Unnamed: 0,academy_awards_id,id,title,actor_name,date,director_name,oscar
0,academy_awards-0000,academy_awards_1,Biutiful,Javier Bardem,2010-01-01,,
1,academy_awards-0001,academy_awards_2,True Grit,Jeff Bridges,2010-01-01,Joel Coen,
2,academy_awards-0002,academy_awards_2,True Grit,Jeff Bridges,2010-01-01,Ethan Coen,



=== Actors Dataset Sample ===


Unnamed: 0,actors_id,id,title,actor_name,actors_actor_birthday,actors_actor_birthplace,date
0,actors-0000,actors_1,7th Heaven,Janet Gaynor,1906-01-01,Pennsylvania,1929-01-01
1,actors-0001,actors_2,Coquette,Mary Pickford,1892-01-01,Canada,1930-01-01
2,actors-0002,actors_3,The Divorcee,Norma Shearer,1902-01-01,Canada,1931-01-01


In [4]:
# Ensure datasets have record IDs for entity matching
academy_df = ensure_record_ids(academy_df)
actors_df = ensure_record_ids(actors_df)

print(f"Academy Awards dataset now has {len(academy_df)} records with _id column")
print(f"Actors dataset now has {len(actors_df)} records with _id column")
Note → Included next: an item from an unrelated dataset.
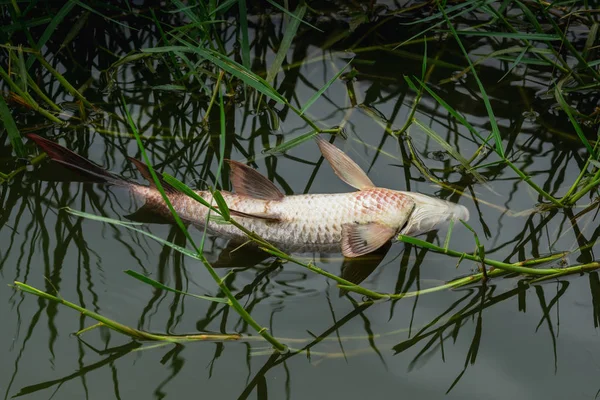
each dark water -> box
[0,3,600,399]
print(f"\nSample Academy Awards IDs: {academy_df['_id'].head(3).tolist()}")
print(f"Sample Actors IDs: {actors_df['_id'].head(3).tolist()}")

Academy Awards dataset now has 4592 records with _id column
Actors dataset now has 149 records with _id column

Sample Academy Awards IDs: ['academy_awards_000000', 'academy_awards_000001', 'academy_awards_000002']
Sample Actors IDs: ['actors_000000', 'actors_000001', 'actors_000002']


## Step 2: Data Exploration and Understanding

Let's explore the datasets to understand what attributes we can use for matching and their data quality.

In [5]:
# Analyze data completeness and overlap
def analyze_dataset_quality(df, name):
    print(f"=== {name} Dataset Quality Analysis ===")
    print(f"Total records: {len(df)}")
    
    # Check key columns for completeness
    key_columns = ['title', 'actor_name', 'date', 'director_name']
    available_columns = [col for col in key_columns if col in df.columns]
    
    for col in available_columns:
        non_null = df[col].notna().sum()
        completeness = (non_null / len(df)) * 100
        print(f"  {col}: {non_null}/{len(df)} ({completeness:.1f}% complete)")
    
    # Show some sample values for key attributes
    if 'title' in df.columns:
        print(f"\nSample titles: {df['title'].dropna().head(5).tolist()}")
    
    if 'actor_name' in df.columns:
        print(f"Sample actors: {df['actor_name'].dropna().head(5).tolist()}")
        
    print()

analyze_dataset_quality(academy_df, "Academy Awards")
analyze_dataset_quality(actors_df, "Actors")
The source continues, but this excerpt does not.